I trained the two models separately on the same dataset to which I made some changes: in the first model I made it predict the labels corresponding to the PoS-tags and in the second model I made it predict the labels corresponding to the DEPREL-tags.
Once the training is finished, I loaded the weights (AutoModelForTokenClassification.from_pretrained), the configurations (AutoConfig.from_pretrained) and the tokenizers (AutoTokenizer.from_pretrained) of the two models using the functions made available by the library.
By doing this I get two different trainers, like the following:
trainer_pos_tag = Trainer(
model=model_pos_tag,
args=training_args,
train_dataset=train_dataset,
eval_dataset=eval_dataset,
compute_metrics=compute_metrics,
)
trainer_deprel_tag = Trainer(
model=model_deprel_tag,
args=training_args,
train_dataset=train_dataset,
eval_dataset=eval_dataset,
compute_metrics=compute_metrics,
)
with their respective configurations and tokenizers.
What I would like to achieve is to use these two models to predict both the PoS-tag and the DEPREL-tag at the same time (so I think it is necessary to be able to have a single model that predicts both labels, right?).

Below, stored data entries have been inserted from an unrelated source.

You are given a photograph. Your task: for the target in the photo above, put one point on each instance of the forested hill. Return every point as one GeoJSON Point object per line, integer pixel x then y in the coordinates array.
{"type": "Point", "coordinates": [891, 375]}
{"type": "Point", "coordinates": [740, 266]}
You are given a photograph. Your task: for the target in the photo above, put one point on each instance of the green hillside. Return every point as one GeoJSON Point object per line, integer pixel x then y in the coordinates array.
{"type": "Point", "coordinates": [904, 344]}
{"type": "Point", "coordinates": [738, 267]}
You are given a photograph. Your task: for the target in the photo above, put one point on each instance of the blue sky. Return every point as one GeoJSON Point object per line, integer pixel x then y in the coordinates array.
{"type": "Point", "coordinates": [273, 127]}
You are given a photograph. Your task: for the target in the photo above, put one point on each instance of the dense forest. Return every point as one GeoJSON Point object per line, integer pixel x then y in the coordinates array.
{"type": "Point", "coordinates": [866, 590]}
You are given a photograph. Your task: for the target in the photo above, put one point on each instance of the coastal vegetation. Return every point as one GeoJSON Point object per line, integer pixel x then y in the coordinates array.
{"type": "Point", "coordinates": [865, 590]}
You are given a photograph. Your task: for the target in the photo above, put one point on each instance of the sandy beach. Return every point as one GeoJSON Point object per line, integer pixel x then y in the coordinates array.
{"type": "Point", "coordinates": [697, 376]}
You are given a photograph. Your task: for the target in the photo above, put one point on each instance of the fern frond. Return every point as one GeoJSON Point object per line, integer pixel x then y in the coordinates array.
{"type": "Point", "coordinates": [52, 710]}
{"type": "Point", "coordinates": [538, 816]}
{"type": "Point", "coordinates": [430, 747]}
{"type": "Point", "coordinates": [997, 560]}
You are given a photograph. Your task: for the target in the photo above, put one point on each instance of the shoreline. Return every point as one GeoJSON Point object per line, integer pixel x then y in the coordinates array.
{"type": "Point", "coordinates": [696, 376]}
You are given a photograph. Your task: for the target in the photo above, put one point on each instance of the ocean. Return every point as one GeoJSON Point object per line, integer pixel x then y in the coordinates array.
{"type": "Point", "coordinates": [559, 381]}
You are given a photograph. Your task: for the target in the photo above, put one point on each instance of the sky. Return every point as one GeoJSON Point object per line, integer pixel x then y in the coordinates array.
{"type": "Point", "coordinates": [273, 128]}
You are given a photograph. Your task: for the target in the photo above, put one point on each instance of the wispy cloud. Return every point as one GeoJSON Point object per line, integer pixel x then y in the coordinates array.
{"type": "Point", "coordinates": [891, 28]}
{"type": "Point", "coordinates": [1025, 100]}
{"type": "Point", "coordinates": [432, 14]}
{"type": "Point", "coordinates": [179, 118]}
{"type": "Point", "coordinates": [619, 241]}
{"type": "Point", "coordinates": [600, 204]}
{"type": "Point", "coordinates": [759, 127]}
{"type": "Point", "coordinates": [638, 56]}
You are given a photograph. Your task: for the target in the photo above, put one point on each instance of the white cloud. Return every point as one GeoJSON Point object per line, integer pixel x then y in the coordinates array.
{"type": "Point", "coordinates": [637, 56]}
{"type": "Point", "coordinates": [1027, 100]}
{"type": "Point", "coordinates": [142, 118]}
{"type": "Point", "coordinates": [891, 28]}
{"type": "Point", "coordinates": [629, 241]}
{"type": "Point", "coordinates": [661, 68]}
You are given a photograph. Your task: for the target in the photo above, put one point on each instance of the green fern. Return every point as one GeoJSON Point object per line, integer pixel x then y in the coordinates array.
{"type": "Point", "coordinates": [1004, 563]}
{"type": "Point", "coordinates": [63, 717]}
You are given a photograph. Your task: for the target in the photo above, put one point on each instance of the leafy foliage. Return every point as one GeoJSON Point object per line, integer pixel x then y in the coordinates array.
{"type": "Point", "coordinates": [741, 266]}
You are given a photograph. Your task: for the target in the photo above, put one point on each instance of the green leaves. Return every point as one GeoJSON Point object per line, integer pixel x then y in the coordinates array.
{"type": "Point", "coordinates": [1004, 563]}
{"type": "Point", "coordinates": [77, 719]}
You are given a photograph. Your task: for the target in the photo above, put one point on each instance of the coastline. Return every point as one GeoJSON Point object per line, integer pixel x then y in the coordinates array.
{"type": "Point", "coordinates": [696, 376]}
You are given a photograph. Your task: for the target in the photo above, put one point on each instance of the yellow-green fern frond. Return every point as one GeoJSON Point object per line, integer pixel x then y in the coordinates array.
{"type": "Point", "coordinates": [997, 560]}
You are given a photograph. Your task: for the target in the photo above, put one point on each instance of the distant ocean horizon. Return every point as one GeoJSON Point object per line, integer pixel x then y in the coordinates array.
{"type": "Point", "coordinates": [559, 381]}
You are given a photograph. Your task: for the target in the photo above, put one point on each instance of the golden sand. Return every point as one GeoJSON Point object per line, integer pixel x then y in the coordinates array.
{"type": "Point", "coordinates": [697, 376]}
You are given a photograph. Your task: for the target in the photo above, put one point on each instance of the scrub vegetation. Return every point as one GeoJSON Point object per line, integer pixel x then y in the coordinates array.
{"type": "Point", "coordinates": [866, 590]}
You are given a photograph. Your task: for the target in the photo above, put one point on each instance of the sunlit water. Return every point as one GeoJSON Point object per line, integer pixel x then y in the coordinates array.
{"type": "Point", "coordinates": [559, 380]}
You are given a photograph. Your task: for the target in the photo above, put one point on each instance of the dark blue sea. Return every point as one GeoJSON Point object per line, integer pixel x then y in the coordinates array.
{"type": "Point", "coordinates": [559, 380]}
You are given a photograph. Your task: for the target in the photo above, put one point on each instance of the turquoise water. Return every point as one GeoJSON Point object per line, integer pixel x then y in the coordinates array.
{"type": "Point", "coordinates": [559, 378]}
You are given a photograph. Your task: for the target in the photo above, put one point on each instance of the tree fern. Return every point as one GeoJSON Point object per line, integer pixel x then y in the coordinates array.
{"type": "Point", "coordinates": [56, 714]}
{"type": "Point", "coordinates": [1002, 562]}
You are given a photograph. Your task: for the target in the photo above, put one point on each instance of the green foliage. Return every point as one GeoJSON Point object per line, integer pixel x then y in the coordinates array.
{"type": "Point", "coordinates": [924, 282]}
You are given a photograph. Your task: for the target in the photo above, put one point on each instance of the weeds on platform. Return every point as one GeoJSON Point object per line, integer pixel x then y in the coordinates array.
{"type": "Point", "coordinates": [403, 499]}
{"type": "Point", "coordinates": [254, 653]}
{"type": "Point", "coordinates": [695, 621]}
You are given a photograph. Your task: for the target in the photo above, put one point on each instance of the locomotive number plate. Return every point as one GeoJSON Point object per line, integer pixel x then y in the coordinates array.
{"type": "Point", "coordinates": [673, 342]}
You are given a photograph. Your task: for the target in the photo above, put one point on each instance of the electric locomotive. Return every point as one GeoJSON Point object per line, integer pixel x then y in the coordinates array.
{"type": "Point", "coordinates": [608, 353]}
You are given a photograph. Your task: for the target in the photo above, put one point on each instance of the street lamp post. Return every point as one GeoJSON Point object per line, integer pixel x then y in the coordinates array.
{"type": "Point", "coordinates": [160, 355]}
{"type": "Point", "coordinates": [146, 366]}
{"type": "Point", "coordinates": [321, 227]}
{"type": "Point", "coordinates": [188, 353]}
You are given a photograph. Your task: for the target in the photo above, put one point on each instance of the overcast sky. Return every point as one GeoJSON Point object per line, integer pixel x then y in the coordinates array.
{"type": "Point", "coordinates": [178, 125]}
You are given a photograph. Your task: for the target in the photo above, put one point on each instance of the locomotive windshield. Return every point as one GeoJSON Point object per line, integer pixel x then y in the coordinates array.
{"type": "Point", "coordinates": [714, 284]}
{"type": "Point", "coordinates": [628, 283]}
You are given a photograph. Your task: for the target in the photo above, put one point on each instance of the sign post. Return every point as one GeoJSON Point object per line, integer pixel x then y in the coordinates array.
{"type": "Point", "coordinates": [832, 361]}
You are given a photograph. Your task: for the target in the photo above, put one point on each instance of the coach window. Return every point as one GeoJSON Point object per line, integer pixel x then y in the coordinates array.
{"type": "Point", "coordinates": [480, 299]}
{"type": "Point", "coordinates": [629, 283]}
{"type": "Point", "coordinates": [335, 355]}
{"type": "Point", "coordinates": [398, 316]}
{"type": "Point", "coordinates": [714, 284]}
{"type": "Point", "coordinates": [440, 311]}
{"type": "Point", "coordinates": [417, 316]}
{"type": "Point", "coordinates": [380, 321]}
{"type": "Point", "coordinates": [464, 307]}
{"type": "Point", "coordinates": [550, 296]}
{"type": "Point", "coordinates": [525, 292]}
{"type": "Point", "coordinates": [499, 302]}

Now my problem is that I necessarily need to merge these two models (merge their weights (does that make sense?) or something like that) before doing the prediction (trainer.predict(test_dataset)
) operation.
How can I do?
Do you have any suggestions?
P.s. The important thing is that the model resulting from the union/merge of these two models always has a Trainer
type.
Thanks in advance!
The question is also on StackOverflow with the same title (I can’t put more than 2 links in the post because I’m a new user).